Estimation of fracture aperture from petrophysical logs using teaching–learning-based optimization algorithm into a fuzzy inference system

• Main Authors: Hesam Zarehparvar Ghoochaninejad, Mohammad Reza Asef, Seyed Ali Moallemi
• Format: Article
• Language: English
• Published: SpringerOpen 2017-10-01
• Series: Journal of Petroleum Exploration and Production Technology
• Subjects: Aperture size; Fracture permeability; Fuzzy logic; Image logs; TLBO
• Online Access: http://link.springer.com/article/10.1007/s13202-017-0396-1

Abstract Aperture, which refers to the opening size of a fracture, is a critical parameter controlling rock mass permeability. Moreover, distribution of permeability within the reservoir is commonly affected by natural fracture occurrences. In a water-based mud environment, borehole-imaging tools are able to identify both location and aperture size of the intersected fractures, whereas in oil-based environment, due to invasion of resistive mud into the fractures, this technique is impractical. Recently, some artificial intelligence techniques facilitated reliable estimations of reservoir parameters.

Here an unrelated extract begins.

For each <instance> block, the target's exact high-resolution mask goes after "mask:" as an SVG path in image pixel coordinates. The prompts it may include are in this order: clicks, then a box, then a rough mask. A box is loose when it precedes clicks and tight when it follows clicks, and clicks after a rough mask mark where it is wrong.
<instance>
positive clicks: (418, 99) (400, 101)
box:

In this paper, a teaching–learning-based optimization algorithm (TLBO) trained an initial fuzzy inference system to estimate hydraulic aperture of detected fractures using well logs responses. Comparing the results with real measurements revealed that the model can provide reliable estimations in both conductive and resistive mud environments, wherever the aperture size is unknown. TLBO, besides of its easier application, outperformed earlier optimization algorithms, which were used to evaluate the method effectiveness.